In this earlier time, as in our own, the drive to engage with other intellectuals was paramount. Publishing, sharing, critiquing and modifying data production efforts and analysis was seemingly as much a driving force among this community as it is among the scholars of today. Researchers of the 17th and 18th centuries dealt with issues of attribution, review of data veracity and analytical methodology and even versioning. The surprising discovery of apparent similarities across such a large gulf of time prompts many questions. If data could be published and shared centuries ago, why are we faced with such tremendous challenges to do the same today? Are we overlooking approaches from the past that could help us today? Or are we glossing over the difficulties of the past?

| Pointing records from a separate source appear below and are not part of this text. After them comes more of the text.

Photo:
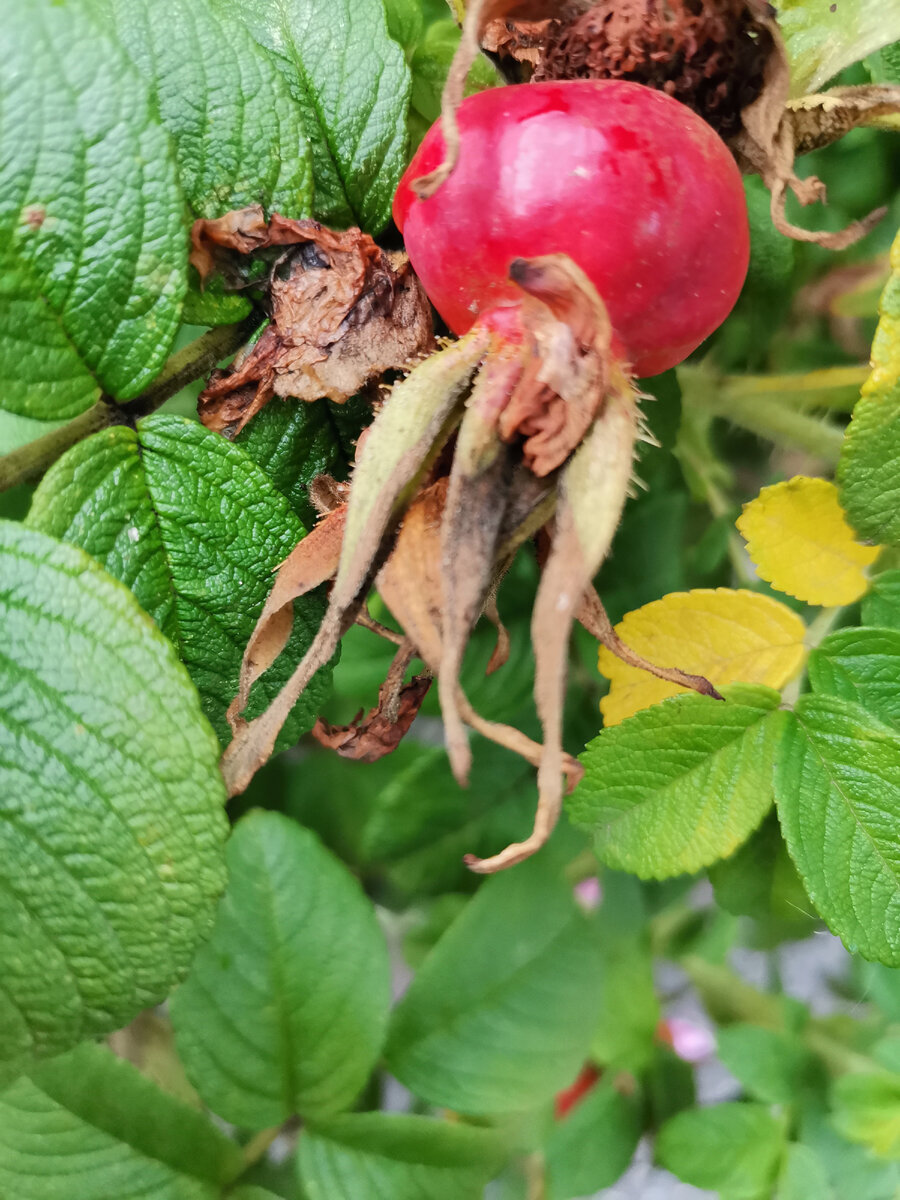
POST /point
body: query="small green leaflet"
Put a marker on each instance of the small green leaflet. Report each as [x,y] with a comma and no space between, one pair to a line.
[803,1176]
[862,665]
[501,1013]
[352,84]
[869,468]
[376,1156]
[195,528]
[286,1008]
[681,785]
[94,259]
[239,137]
[112,802]
[771,1065]
[593,1145]
[822,39]
[94,1117]
[837,789]
[867,1110]
[731,1149]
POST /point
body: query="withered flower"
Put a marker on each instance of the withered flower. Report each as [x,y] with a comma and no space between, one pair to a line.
[525,425]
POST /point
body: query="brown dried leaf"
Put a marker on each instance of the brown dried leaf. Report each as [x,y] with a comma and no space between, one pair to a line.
[775,131]
[342,313]
[311,563]
[370,738]
[592,495]
[564,379]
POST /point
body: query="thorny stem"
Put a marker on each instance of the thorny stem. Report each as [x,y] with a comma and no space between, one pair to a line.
[196,360]
[766,415]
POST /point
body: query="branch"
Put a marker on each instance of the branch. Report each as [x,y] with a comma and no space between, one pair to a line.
[28,463]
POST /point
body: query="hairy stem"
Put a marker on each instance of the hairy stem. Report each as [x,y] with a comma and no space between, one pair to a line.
[28,463]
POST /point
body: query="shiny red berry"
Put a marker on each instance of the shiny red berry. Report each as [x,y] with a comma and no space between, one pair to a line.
[629,183]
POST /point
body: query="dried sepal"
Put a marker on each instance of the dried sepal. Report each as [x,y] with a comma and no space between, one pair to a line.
[342,313]
[376,735]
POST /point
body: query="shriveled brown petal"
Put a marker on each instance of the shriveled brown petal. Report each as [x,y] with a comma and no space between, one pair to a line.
[775,131]
[243,231]
[478,15]
[342,313]
[475,504]
[592,495]
[564,381]
[379,732]
[311,563]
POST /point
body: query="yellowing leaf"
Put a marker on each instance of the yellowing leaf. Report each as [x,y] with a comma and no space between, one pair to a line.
[725,635]
[801,541]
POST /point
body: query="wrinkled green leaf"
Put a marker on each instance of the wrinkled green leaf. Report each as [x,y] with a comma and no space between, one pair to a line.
[835,790]
[90,1127]
[679,785]
[501,1013]
[195,528]
[112,804]
[381,1157]
[94,258]
[772,1066]
[862,665]
[293,442]
[822,39]
[592,1146]
[352,85]
[239,137]
[882,605]
[430,65]
[731,1149]
[867,1110]
[803,1176]
[285,1009]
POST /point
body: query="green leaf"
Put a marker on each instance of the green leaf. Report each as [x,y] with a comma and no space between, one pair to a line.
[376,1156]
[862,665]
[499,1015]
[294,442]
[592,1147]
[93,1117]
[406,22]
[286,1008]
[195,528]
[772,1066]
[112,804]
[869,466]
[628,1008]
[731,1149]
[682,784]
[94,258]
[431,63]
[882,605]
[822,41]
[803,1176]
[352,84]
[867,1110]
[239,137]
[835,789]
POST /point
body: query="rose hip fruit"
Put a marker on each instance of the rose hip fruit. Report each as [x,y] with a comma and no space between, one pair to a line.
[629,183]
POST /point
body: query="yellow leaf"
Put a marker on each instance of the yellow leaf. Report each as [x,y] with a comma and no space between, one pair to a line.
[801,541]
[729,636]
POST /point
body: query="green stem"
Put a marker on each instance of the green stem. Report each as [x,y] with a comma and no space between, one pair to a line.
[29,462]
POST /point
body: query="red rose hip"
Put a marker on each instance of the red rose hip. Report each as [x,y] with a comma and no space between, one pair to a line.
[629,183]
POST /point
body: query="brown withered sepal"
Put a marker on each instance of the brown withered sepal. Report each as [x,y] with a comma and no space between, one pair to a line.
[342,312]
[711,57]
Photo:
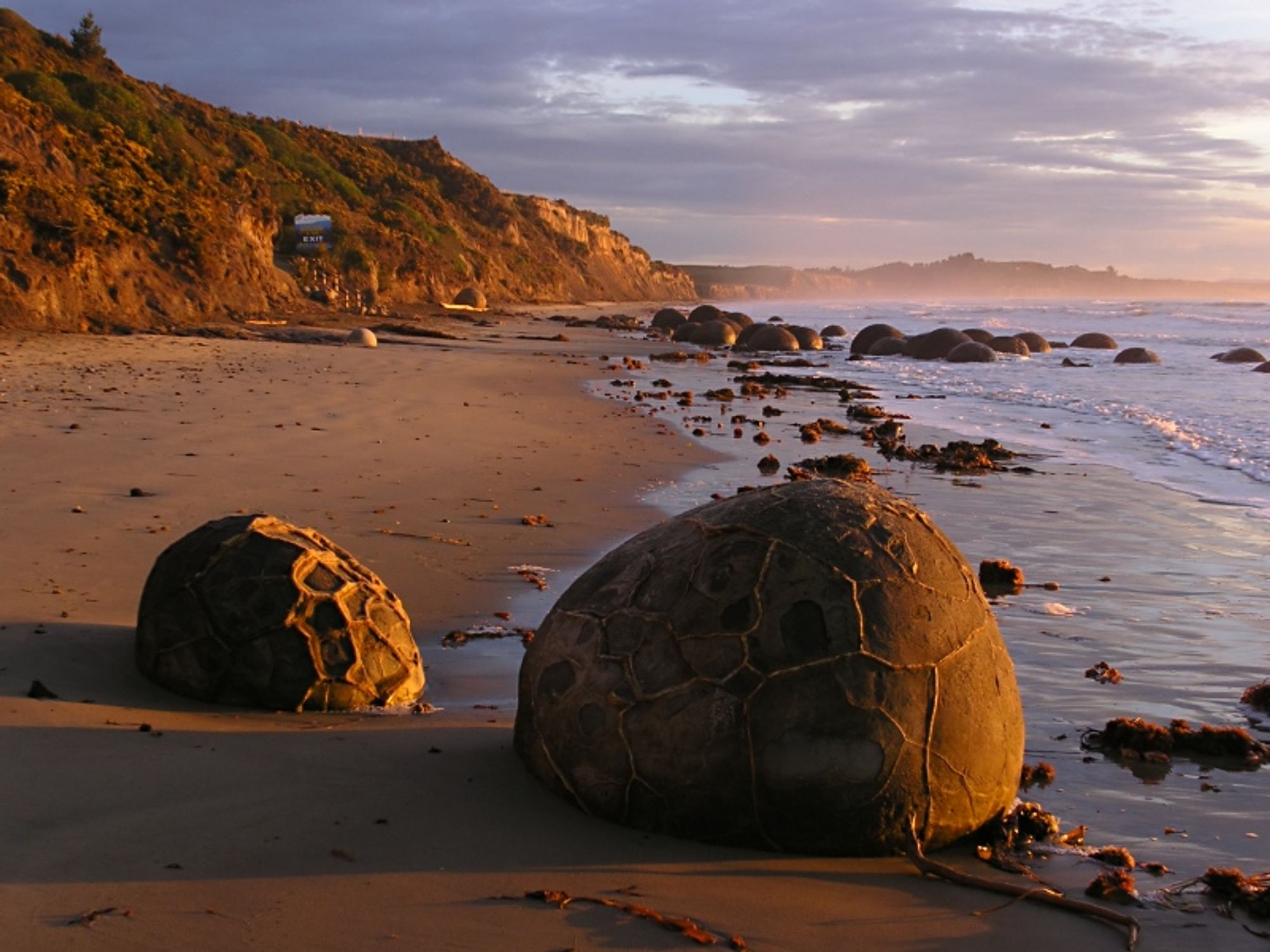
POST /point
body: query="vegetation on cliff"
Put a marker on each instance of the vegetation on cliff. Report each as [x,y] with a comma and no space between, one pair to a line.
[126,202]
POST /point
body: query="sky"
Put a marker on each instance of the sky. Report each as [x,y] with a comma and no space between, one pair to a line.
[1133,134]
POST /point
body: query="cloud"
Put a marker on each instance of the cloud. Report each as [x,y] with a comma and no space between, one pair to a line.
[921,121]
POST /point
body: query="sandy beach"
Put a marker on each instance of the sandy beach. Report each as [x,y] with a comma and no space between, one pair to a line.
[215,828]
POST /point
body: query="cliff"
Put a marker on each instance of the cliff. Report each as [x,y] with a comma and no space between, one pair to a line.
[129,204]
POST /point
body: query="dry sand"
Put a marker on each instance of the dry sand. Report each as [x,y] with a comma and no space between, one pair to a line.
[218,828]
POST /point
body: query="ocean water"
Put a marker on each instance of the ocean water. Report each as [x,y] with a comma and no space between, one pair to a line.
[1151,508]
[1191,423]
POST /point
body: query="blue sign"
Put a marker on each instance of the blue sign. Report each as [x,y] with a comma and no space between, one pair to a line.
[313,234]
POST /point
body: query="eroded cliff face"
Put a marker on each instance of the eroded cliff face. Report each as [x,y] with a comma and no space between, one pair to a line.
[124,204]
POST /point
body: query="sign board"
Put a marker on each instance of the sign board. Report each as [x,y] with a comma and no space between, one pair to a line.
[313,234]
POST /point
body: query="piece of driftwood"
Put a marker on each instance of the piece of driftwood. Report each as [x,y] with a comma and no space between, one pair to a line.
[1038,894]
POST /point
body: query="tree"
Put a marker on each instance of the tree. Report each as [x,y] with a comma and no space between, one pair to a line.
[87,39]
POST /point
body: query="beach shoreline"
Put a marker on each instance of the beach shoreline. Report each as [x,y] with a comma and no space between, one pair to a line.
[220,828]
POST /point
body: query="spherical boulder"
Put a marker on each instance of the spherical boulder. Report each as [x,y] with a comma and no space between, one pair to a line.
[667,319]
[770,337]
[472,298]
[704,313]
[1010,346]
[808,667]
[934,345]
[1243,355]
[867,337]
[1037,345]
[1097,342]
[253,610]
[1137,355]
[888,347]
[807,338]
[972,352]
[714,334]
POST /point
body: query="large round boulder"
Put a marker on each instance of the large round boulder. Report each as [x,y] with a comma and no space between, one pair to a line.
[669,319]
[704,313]
[888,347]
[1097,342]
[934,345]
[1137,355]
[867,337]
[1010,346]
[714,334]
[472,298]
[253,610]
[972,352]
[1241,355]
[807,338]
[770,337]
[1037,345]
[810,667]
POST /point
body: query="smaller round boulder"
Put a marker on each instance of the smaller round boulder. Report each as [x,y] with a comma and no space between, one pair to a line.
[972,352]
[867,337]
[1097,342]
[472,298]
[1037,345]
[1010,346]
[1243,355]
[1137,355]
[669,319]
[253,610]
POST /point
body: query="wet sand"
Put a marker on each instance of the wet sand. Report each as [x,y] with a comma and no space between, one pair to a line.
[220,828]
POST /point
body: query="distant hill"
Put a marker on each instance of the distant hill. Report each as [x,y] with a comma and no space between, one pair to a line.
[129,204]
[958,277]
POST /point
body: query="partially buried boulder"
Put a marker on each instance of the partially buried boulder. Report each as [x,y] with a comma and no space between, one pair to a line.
[1137,355]
[867,337]
[253,610]
[808,668]
[972,352]
[1097,342]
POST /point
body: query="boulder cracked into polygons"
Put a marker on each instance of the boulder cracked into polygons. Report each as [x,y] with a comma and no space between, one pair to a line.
[253,610]
[799,668]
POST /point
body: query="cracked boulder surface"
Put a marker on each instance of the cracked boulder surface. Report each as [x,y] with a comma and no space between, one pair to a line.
[801,668]
[252,610]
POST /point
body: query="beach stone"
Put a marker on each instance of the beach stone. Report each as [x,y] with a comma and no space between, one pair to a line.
[704,313]
[867,337]
[770,337]
[1010,346]
[807,338]
[1241,355]
[252,610]
[669,319]
[1097,342]
[888,347]
[1137,355]
[472,298]
[1037,345]
[714,334]
[801,668]
[935,345]
[972,352]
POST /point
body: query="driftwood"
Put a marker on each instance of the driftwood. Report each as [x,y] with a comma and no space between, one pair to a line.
[1042,894]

More research would have to be done to answer these questions thoroughly, but perhaps a gesture can be made in that regard by identifying some of the contrasting aspects between yesterday and today. Taking the examples from above as a jumping off point, perhaps the most striking difference between past activities and the goals articulated in conversations about data publishing today is that the data publication efforts of the past were accompanied by an equally important piece of analysis, and the research community was interested in both. The conclusions drawn from the data were held to scrutiny as were the data and data collection methods that provided their foundation. All of the components of the research were of concern. These scholars were not interested in publishing the data on their own, but rather wanted to present them along with their arguments, with each underscoring the other.

Another difference is the changing relationships between individual researchers and the entities that support them. Not only do we have governments and academic institutions, but we have a new contemporary player, the corporation, which is driven by a substantially different motivation from entities of past ages. In addition, a broader range of disciplines is now concerned with data publication, and perhaps those disciplines face stumbling blocks not at issue for the social scientists working with demographic and public health data. Given the known heterogeneity of scholarly communication practices across different fields, there seems to be no reason to think that data publishing needs, expectations and concerns would not also vary. And of course, the most obvious difference between then and now is with tools and technology. Have those advancements altered fundamental data publishing practices and if so, how?

These are interesting, but complex questions to pursue. Fortunately, what the above examples of our data publishing antecedents have hopefully revealed is that there are meaningful touchstones to use as reference points as we attempt to address these points. Data publishing has a rich, resonant past stretching back hundreds of years, providing us with an opportunity to reach into that past to better understand the trajectory that has brought us to this moment, thereby helping us more effectively grapple with the questions that seem to confound us today.